= Iamblichus (phylarch) =

Emesene nobleman (died 31 BC)

Iamblichus I (𐡉𐡌𐡋𐡊𐡅; died 31 BC) was one of the phylarchs, or petty princes of the Arab tribe of the Emesenes in Emesa (now Homs, Syria). He was the son of Sampsiceramus I and is first mentioned by Marcus Tullius Cicero in a despatch, which he sent from Rome to Cilicia in 51 BC, and in which he writes that lamblichus had sent him intelligence about the movements of the Parthian troops of Pacorus I. Cicero speaks of Iamblichus as well disposed to the republic.

In 48 BC, Iamblichus I, Antipater the Idumaean, Ptolemy and other allies of the Romans, joined the campaign of Mithridates II in Egypt to support Julius Caesar, who was besieged in Alexandria. In the mid-40s BC, he supported the rebellion of Quintus Caecilius Bassus.

In the war between Octavianus and Mark Antony in 31 BC, lamblichus supported the cause of the latter. But after Gnaeus Domitius had gone over to Octavianus, Antony became suspicious of treachery, and accordingly put lamblichus to death by torture, along with several others.

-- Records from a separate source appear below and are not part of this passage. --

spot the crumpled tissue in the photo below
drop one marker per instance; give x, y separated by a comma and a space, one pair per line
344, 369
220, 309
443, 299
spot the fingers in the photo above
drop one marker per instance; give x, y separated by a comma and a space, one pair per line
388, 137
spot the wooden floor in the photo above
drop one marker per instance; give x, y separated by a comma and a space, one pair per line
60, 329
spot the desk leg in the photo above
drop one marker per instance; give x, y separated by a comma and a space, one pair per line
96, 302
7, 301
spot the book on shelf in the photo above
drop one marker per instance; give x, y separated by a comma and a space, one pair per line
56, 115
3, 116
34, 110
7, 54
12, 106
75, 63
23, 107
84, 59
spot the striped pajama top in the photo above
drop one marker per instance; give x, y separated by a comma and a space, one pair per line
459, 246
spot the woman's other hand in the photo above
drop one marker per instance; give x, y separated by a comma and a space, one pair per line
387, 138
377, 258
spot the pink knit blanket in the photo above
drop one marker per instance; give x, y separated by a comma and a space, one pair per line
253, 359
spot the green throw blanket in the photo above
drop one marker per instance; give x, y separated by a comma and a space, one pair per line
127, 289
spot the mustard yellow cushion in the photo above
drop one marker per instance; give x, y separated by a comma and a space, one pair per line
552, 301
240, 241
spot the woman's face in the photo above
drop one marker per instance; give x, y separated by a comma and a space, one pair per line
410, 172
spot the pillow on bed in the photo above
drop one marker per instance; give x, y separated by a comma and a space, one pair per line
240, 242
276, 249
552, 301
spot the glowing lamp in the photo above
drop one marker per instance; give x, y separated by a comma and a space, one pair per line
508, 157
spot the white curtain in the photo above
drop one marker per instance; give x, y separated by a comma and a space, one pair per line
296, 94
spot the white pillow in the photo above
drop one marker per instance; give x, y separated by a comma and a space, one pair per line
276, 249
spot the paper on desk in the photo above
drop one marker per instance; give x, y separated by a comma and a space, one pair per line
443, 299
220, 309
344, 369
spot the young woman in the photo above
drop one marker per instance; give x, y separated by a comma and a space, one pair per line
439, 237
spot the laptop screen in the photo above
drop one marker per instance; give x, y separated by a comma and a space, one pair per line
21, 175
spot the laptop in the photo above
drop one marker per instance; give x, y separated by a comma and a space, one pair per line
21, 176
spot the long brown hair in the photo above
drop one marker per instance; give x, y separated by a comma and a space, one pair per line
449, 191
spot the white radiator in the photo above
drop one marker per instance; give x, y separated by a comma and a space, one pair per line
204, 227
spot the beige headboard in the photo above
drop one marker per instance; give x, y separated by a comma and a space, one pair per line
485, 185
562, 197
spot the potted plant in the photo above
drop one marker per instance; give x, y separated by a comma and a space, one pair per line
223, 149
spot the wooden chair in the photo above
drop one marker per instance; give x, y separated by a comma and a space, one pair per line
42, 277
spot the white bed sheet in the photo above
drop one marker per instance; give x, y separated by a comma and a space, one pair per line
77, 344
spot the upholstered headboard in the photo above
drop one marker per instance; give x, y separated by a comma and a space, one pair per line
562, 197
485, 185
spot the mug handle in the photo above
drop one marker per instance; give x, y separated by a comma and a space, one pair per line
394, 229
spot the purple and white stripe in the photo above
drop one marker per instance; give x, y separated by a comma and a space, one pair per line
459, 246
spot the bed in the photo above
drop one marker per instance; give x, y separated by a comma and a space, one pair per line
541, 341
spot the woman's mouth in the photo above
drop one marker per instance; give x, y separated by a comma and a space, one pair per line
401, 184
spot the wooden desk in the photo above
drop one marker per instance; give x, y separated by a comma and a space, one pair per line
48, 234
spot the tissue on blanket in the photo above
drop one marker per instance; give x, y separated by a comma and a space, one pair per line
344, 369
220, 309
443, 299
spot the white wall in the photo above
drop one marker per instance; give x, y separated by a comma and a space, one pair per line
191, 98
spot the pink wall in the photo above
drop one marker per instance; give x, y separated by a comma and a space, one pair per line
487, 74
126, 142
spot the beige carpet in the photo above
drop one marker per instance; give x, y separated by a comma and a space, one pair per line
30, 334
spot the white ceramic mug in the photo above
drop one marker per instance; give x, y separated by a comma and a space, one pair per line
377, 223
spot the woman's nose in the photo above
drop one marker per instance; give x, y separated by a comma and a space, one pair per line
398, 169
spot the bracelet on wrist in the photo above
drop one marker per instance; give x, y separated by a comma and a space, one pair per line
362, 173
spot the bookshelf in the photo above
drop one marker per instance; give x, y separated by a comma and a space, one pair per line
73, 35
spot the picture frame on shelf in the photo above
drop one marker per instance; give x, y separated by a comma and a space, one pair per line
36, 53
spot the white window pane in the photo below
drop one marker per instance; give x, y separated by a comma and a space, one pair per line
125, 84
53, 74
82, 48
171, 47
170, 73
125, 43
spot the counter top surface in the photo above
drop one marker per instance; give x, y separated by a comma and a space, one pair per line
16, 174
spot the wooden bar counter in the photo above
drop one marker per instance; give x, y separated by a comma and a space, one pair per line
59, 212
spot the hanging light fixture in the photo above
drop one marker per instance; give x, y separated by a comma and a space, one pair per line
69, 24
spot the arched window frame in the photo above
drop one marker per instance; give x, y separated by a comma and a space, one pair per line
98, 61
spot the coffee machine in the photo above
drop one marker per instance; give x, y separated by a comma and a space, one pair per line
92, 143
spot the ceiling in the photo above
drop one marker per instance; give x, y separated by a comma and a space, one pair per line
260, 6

Antony's suspicions were apparently excited against lamblichus by his own brother Alexander, who obtained the sovereignty after his brother's execution. But Alexander was shortly afterwards taken by Octavianus to Rome to grace his triumph, and then put to death. At a later period (20 BC) his son, Iamblichus II, obtained from Augustus the restoration of his father's dominions.